VSA bosses had hoped to raise funds for new facilities in the Granite City and Aberdeenshire through the sale of the land.

Money from the scheme is to be put toward the charity’s new £3.2 million state-of-the-art mental health care facility on the corner of Abergeldie Road and Holburn Street.

With 20 beds, staff from the new centre will also be able to offer care to another 40 people through home visits.

Early in the pandemic, VSA carers warned of a “ticking mental health time bomb” due to increased isolation during lockdown – and a spokeswoman said – “now more than ever” – the funds from the sale of the land would be put to good use.

VSA: Income from flat plans would ‘bridge the gap’ for hundreds of people waiting for mental health help

She told us: “We look forward to the committee’s decision for Cala’s development of our Forest Grove site at King’s Gate.

“Sadly, one in three adults in Scotland are diagnosed with a mental health condition every 12 months. As Aberdeen’s largest provider of independent mental health services, we are acutely aware that there is a gap in the landscape of service provision.

“Hundreds of people are waiting for a mental health residential placement or outreach support services across Aberdeen and Aberdeenshire, and thousands more are waiting for general mental health support from the NHS.

“The funding from this sale would go directly towards helping bridge that gap and providing support to people who need it most.

“Now more than ever, vulnerable children and adults across Aberdeen need our support, and we hope that the committee approves this development which will have a direct impact on meeting those needs.”

VSA and Cala previously withdrew plans for a five-storey, 49-flat development on the disused site at 22 King’s Gate, after officials made again recommended refusal.

Their latest pitch for the former care home was for 35 apartments, mostly over three floors – though there would be a penthouse level on a fourth level not covering the whole footprint of the block.

Planners shared community concerns about the VSA and Cala Homes flat plans

Bringing forward their latest plans, Cala Homes architects said they had taken much of the feedback from the more than 30 objectors to their previous scheme.

VSA's Forest Grove care home at 22 King's Gate, Aberdeen.
VSA’s Forest Grove care home at 22 King’s Gate, Aberdeen.

But there were only a handful fewer objections lodged with the local authority this time around, with 30 people fighting the plans to flatten the existing building.

Concerns raised included the risk of overdevelopment, that the building was too tall, that King’s Gate was already busy enough with traffic and that the design was not in-keeping with the surroundings.

City planners agreed that the plans would constitute overdevelopment and that it would not “respect the site’s historic context”.

They also want councillors to turn the development down over proposed loss of trees and worries not all residents in the new build would have sufficient daylight in their homes.

Cala Homes northern land director, Ross Maclennan, said: “We firmly believe in this proposal and its alignment with planning policy.
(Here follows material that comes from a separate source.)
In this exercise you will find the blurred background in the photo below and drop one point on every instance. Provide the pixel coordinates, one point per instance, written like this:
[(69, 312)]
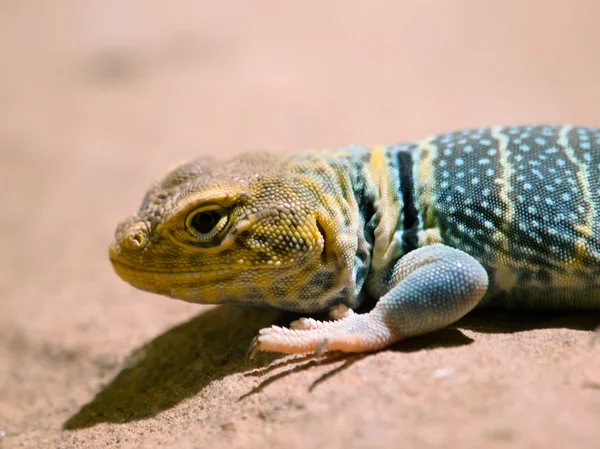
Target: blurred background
[(99, 97)]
“The plans have been very carefully designed based on extensive consultation with various stakeholders and would replace a redundant, surplus building with much-needed, high quality residential apartments.

“Earlier versions of the application have been significantly revised to include fewer properties and markedly reduced building height, ensuring that the development would complement its surroundings.

“The development would also enable our partners at VSA to further invest in providing vital services to the children and adults it supports in Aberdeen, at a time when such services are under more pressure than ever before.”

Aberdeen’s planning committee will consider the plans on Thursday.